On May 6, 2007, KMVU was replaced by Chico, California, Fox affiliate KCVU-TV on Northland Cable Television channel 13 in both Mt. Shasta and Yreka, California. This was after KMVU and Northland could not agree to remain on the cable system. Northland also carries KCVU's sister station KRVU-LD My 21 on cable channel 2. Northland was blocked from airing Fox network programming as a result.
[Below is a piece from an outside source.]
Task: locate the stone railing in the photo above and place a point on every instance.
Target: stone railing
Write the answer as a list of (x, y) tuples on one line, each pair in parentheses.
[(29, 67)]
On May 14, 2008, the FCC issued two Notices of Apparent Liability and Forfeitures to Northland. These were a result of failing to provide thirty days notice to KMVU and cable customers that KMVU would be moved to a different channel and dropped eventually. The two NALs totaled $40,000. According to standard procedure, Northland had thirty days to either pay the fine or ask for a reduction or cancellation.

In November 2008, KMVU won the contract dispute with Northland Cable. KMVU returned to its previous channel on both Mt. Shasta and Yreka, forcing KCVU to be removed.

===DirecTV (2010–2012)===
KMVU underwent a carriage dispute with DirecTV, similar to a dispute between Dish Network and KDRV. This dispute threatened to blackout the 2010–2011 NFC Championship Game between the Green Bay Packers and the Chicago Bears on January 23, 2011. The 2011 Pro Bowl and Super Bowl XLV were also at risk for blackouts. The dispute was temporarily resolved.

However, on August 13, 2012, DirecTV dropped KMVU from its service and line-up. This prompted station owner Northwest Broadcasting to issue a statement regarding the issue. As a result, KMVU has started airing promos asking viewers to find other alternatives to watch their station to make their feelings known about the controversy.

On October 25, 2012, KMVU returned to DirecTV.

=== Dish Network (2020–present) ===
On January 18, 2020, KMVU announced that a carriage dispute with Dish Network had led to a blackout after the previous carriage agreement had expired at 4 p.m. that day. As of February 2, 2020, the dispute remained unresolved, leaving Dish customers' prospects of watching Super Bowl LV in doubt.